AR-Lösungen im Handwerk

Den Pool in den Garten projiziert

Im Interview schildert Axel Altweger, Geschäftsführer von Swimmondo, welche neuen Möglichkeiten der Einsatz von Augmented Reality (AR) auch Betrieben aus dem Handwerk eröffnen kann.

AR und VR

„Wir nutzen AR, um unseren Kunden die Möglichkeit zu bieten, ihren konfigurierten Traumpool in den Garten zu projizieren“, berichtet Axel Altweger.

MOB: Herr Altweger, welche Rolle spielen Virtual oder Augmented Reality im Handwerk?
Axel Altweger: Diese Technologien sollten auf jeden Fall eine größere Rolle im Handwerk spielen, als es aktuell der Fall ist. Die Kunden sind von unserer Lösung, bei der sie ihren selbst konfigurierten Pool per Smartphone in den Garten projizieren können, ganz begeistert.

MOB: In welchen Bereichen kann sich der AR-Einsatz direkt auf die tägliche Arbeit der Handwerksbetriebe sowie die Qualität beim Kundenservice auszahlen?
Altweger: Dadurch, dass viele Produkte für den Endkunden sehr visuell dargestellt werden müssen, ist es ein ideales Tool, um den Kunden besser im Entscheidungsprozess abzuholen und ihn auch von Anfang an richtig zu beraten. Dadurch sind die Erwartung und Leistung deckungsgleicher und am Ende sind die Kunden zufriedener. 

Dies ist ein Artikel aus unserer Print-Ausgabe 07-08/2022. Bestellen Sie ein kostenfreies Probe-Abo.

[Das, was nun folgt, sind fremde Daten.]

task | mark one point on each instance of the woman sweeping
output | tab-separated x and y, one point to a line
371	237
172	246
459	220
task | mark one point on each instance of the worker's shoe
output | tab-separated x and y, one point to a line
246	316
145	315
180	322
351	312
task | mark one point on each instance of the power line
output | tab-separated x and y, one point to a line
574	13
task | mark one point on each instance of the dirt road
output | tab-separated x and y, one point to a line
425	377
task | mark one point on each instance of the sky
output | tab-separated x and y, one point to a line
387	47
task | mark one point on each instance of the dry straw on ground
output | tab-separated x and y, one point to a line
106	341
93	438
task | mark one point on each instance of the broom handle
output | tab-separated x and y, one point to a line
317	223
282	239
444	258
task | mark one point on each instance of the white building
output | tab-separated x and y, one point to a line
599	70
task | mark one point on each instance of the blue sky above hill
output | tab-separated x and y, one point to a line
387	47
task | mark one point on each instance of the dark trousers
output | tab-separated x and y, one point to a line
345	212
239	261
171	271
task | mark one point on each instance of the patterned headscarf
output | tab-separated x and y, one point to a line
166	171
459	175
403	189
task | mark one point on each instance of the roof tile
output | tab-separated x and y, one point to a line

Zudem gibt es auch viele nützliche Applikationen für die Mitarbeiter – Anleitungen beispielsweise können auch per Augmented Reality anschaulich dargestellt werden. So werden Schulungen oder auch Fernwartungen einfacher und praktikabler.

MOB: Wie sehen die praktischen Einsatzmöglichkeiten aus?
Altweger: Wir nutzen AR, um unseren Kunden die Möglichkeit zu bieten, ihren konfigurierten Traumpool in den Garten zu projizieren. Die Technologie ist mittlerweile so gut, dass auch die Größe des Beckens zu etwa 95 Prozent richtig ist. Somit sehen die Interessenten direkt, welche Größe idealerweise in den Garten passt.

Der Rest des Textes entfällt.